In the rapidly evolving field of artificial intelligence, OpenAI recently announced an investment of up to $5 billion to enhance computing resources, a revelation made by OpenAI CEO Greg Brockman in a related legal case. This substantial investment is expected to be realized by 2026, highlighting the surge in demand for computing power in training and inference of large AI models.

Data shows that OpenAI's spending on computing power has grown thousands of times compared to around $30 million in 2017. This shift marks the transition of generative AI from an early experimental phase to large-scale commercialization, with a rapid increase in demand. Today, the operation of products like ChatGPT, model training, and enterprise API services all rely on large GPU clusters and cloud computing infrastructure.

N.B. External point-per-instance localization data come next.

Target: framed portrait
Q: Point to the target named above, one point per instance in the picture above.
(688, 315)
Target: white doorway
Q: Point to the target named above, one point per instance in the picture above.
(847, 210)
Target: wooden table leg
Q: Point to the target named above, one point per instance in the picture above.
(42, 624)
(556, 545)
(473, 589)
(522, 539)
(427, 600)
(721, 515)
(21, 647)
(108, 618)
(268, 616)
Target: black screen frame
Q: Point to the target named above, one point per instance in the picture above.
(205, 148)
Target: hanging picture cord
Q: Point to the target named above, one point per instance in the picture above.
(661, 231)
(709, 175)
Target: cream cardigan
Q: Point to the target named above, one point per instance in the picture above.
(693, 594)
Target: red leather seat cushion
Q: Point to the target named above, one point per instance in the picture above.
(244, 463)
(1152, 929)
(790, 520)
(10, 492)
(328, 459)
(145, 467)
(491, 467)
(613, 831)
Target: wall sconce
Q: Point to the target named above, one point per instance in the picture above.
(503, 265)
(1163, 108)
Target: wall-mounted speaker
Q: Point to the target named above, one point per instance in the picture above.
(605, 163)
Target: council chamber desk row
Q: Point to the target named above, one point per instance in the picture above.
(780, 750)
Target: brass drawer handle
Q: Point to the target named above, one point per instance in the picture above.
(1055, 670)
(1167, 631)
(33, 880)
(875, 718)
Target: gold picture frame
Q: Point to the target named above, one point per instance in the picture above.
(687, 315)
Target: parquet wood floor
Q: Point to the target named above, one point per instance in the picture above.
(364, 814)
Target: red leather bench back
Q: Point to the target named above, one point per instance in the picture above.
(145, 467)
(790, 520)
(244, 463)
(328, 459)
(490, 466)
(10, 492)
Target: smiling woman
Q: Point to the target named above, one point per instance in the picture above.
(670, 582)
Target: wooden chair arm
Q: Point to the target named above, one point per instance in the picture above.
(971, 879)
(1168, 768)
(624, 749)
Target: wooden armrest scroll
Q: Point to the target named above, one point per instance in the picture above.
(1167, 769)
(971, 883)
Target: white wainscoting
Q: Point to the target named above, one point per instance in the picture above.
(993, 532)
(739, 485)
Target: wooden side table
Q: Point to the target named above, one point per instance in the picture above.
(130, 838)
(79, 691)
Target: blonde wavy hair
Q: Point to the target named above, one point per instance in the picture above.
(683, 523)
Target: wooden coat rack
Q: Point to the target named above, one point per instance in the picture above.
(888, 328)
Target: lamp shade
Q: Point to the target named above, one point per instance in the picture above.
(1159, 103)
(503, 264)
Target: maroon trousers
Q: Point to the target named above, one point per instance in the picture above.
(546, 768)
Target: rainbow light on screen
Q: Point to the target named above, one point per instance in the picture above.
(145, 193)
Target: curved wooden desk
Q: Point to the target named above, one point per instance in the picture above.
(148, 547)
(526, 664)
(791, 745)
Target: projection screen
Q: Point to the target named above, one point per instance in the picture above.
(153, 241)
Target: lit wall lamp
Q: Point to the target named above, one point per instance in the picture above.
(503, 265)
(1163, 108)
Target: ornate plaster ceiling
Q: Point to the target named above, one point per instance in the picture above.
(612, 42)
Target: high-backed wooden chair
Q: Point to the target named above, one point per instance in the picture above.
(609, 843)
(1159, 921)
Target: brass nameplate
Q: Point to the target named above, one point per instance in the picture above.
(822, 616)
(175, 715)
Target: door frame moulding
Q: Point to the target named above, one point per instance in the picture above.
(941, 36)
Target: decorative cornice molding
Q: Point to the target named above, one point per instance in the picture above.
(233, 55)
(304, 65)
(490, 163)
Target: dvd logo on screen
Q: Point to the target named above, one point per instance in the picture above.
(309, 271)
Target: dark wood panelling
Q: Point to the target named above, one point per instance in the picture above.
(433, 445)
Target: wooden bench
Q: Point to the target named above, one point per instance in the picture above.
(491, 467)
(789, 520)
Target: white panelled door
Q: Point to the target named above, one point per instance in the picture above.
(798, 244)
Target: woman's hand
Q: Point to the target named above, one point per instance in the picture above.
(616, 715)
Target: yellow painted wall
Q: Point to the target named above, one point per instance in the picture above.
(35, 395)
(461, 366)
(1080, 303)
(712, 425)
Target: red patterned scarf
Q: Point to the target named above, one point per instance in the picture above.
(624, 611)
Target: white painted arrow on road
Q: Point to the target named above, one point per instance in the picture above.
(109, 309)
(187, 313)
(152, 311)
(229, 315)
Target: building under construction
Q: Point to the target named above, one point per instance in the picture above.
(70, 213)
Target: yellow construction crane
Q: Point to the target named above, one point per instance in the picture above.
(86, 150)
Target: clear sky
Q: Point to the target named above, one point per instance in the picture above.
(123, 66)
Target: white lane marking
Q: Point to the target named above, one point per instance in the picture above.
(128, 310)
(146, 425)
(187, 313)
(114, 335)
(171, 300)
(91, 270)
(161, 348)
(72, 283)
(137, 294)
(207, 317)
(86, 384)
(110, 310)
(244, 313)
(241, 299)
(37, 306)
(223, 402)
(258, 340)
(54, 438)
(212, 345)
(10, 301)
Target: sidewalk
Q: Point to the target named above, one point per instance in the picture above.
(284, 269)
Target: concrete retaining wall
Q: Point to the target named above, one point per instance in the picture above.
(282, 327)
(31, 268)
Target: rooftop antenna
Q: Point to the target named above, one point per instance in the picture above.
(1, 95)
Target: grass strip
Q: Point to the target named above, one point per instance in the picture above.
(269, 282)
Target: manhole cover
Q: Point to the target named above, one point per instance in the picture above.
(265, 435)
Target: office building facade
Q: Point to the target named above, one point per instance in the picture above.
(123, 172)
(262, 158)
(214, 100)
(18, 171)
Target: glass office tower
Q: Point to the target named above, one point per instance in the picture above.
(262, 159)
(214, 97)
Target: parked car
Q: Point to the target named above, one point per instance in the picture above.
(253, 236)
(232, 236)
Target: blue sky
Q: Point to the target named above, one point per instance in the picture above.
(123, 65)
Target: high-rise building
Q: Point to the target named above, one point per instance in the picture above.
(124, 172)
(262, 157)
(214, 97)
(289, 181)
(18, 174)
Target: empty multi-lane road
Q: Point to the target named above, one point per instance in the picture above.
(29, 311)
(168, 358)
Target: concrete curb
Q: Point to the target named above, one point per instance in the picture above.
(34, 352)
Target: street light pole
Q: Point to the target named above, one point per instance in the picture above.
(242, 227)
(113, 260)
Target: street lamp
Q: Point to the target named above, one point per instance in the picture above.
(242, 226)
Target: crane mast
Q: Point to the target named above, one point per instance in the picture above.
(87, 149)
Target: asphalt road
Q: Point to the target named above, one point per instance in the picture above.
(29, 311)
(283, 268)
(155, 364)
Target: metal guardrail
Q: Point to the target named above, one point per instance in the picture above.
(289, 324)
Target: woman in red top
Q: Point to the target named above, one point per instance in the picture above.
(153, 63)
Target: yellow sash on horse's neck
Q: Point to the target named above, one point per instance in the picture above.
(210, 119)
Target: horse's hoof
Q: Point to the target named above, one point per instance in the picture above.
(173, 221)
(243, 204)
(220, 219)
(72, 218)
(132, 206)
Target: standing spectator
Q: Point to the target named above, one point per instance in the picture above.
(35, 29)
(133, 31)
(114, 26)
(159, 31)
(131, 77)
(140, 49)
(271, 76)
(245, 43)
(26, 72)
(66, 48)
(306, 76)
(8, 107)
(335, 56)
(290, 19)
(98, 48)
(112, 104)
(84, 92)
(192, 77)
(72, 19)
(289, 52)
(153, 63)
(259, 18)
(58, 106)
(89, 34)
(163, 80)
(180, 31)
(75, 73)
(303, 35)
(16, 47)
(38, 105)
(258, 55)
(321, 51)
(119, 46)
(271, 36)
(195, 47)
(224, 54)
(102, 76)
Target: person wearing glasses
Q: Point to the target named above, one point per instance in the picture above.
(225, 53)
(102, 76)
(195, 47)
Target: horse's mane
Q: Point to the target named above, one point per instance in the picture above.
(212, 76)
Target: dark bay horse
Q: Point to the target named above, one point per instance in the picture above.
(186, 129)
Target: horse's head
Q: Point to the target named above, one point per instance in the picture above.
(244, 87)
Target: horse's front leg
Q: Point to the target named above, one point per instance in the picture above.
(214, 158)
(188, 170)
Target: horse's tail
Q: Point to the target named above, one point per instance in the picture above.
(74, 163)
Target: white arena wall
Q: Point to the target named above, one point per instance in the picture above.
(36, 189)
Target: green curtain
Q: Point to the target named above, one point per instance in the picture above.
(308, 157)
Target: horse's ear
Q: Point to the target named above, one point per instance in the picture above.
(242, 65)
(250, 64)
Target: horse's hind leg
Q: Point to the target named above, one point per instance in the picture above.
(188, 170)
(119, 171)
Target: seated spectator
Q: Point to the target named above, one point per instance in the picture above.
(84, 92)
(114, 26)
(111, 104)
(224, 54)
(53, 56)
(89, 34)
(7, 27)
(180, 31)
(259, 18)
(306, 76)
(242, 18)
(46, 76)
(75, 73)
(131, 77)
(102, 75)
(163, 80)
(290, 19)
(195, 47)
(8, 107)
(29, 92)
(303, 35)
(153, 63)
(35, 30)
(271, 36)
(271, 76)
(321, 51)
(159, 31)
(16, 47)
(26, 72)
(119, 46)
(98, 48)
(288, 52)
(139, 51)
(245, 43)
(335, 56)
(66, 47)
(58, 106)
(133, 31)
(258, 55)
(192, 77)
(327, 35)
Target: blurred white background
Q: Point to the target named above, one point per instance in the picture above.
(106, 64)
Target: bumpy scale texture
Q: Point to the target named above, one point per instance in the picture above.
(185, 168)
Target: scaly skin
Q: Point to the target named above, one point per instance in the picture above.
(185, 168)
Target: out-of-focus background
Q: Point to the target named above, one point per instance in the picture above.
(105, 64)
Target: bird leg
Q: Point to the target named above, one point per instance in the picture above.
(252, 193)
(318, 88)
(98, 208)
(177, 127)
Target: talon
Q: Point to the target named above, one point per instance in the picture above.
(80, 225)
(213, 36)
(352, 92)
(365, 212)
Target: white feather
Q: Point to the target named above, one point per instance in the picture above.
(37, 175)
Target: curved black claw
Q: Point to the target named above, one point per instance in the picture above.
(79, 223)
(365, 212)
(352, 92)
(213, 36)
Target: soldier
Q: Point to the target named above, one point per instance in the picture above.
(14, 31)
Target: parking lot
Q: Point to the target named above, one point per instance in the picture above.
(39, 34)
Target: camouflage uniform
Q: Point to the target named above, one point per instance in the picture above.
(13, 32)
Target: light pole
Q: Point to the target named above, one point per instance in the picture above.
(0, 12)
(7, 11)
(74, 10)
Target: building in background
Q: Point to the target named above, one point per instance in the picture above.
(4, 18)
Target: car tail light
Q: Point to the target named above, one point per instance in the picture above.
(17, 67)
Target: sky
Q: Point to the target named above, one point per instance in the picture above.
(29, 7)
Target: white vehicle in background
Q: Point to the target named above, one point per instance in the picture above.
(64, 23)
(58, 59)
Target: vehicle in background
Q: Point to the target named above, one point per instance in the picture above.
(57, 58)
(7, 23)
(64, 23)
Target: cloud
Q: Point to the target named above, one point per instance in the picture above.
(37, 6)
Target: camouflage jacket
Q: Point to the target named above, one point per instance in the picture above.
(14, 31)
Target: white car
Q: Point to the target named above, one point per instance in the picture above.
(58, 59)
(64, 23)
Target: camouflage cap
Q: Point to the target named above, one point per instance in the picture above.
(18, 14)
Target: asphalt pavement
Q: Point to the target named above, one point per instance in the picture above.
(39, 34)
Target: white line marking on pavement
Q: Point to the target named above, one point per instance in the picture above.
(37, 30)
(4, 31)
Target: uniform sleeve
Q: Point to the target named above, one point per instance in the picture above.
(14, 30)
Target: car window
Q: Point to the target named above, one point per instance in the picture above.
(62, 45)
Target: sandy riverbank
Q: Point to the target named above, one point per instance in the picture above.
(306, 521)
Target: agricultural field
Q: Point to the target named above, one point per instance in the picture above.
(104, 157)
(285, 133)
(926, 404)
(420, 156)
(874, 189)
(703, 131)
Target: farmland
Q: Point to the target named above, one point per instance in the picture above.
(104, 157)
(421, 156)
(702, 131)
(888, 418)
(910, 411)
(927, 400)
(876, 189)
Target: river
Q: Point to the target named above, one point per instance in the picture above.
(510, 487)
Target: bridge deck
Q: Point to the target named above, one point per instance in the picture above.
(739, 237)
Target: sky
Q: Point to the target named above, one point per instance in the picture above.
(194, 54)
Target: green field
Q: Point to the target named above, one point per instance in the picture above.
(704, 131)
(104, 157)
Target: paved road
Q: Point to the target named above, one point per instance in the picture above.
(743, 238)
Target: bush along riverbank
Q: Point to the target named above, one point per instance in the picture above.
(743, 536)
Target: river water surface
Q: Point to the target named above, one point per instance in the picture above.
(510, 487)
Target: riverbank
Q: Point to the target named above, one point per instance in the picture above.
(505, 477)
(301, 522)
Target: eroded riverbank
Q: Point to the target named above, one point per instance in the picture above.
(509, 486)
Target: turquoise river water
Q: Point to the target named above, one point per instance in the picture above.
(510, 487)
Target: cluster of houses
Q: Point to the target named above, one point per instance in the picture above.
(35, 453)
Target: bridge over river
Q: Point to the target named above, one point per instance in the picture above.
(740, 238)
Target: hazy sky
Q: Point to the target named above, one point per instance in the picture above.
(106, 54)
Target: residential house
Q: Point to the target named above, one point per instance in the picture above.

Industry experts point out that this $5 billion investment includes not only model training costs but also the cost of daily inference for global users and ongoing investments in larger-scale models. As the number of users continues to grow, AI companies' "computing bills" are also rising in tandem.
More notably, OpenAI also revealed its long-term development goals: by 2030, cumulative computing investments could reach as high as $60 billion. This means that in the coming years, competition in the AI industry will shift from algorithm capabilities to control over computing resources and infrastructure.
At the same time, the entire industry is entering a "computing arms race," with tech giants such as Microsoft, Google, and Amazon expanding data centers on a large scale and competing to secure GPU supplies to maintain a leading position in the next generation of AI competition. Analysts believe this trend will further increase global investment in AI infrastructure, bringing new development opportunities for the industry.